Built-in grammars and entities
File Analysis Suite includes grammars and entities derived from Micro Focus IDOL Eduction. The following grammar and entity information is presented as a reference and represents the type of information supported by the grammars and entities that are built into File Analysis Suite.
Grammar | Grammar description | Entity information type |
---|---|---|
Contact Data |
Any information that can be used to contact an individual, such as postal addresses, phone numbers, and email addresses. This grammar includes information for multiple languages and countries. |
Addresses
A postal address. This entity returns the addresses in a normalized format by default. The normalized form standardizes apartment and house numbers, removes additional punctuation, and converts the text to uppercase. For example, "ABIDEI HURRIYET CD TANER PALAS APT 9" or "KAT:7, D:9, 34437 ISTANBUL". The exact order depends on the country.
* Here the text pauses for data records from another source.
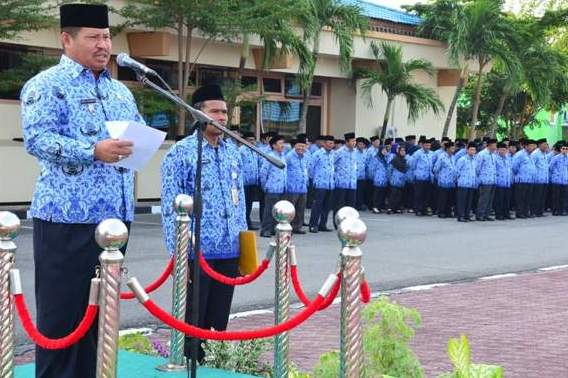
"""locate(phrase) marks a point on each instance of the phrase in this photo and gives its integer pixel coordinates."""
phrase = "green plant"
(388, 328)
(137, 343)
(241, 357)
(460, 355)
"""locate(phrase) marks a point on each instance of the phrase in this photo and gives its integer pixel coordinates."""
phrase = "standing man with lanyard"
(64, 110)
(223, 208)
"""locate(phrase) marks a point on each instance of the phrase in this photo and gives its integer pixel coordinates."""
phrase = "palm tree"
(395, 79)
(343, 20)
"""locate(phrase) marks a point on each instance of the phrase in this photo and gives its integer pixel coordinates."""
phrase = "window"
(272, 85)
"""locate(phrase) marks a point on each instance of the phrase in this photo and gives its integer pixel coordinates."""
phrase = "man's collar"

For CJKVT, this entity returns the addresses in a normalized format. The normalized form standardizes apartment and house numbers, removes additional punctuation, and for Romanized text, it converts the text to uppercase. CJKVT native script is not normalized to ASCII, and Romanized text is not normalized to CJKVT native script. Email Addresses
Email address. For example, "jsmith@mailserver.com". Email address with mailto: prefix. For example, "mailto:jsmith@mailserver.com". Phone Numbers
A telephone number with context. For example, "Tel: +44 1234 224050", "Telephone: (204)-243-9955", or "numéro de téléphone: +1-902-861-7000". For CJKVT, numbers can be ASCII or full-width numbers. |
Devices and Vehicles | Any information that can identify electronic devices, such as IP and MAC addresses and identify vehicles by VIN number. |
Device ID
An identification number for a computing device (such as a computer, tablet, or smart phone). The following device IDs are included.
VIN Number
A vehicle identification number without context. For example, "JH4DB1550MS003978". |
Financial Data |
Any personal data related to financial data such as bank accounts, IBAN, salary information, and so on. This grammar includes information for multiple languages and countries. |
Bank Account Numbers
A bank account number. The following bank account patterns are included.
Bank Details
A name of a bank. Major bank names for the following countries are included.
Credit Card Numbers
Any credit card number. The following credit card formats are included.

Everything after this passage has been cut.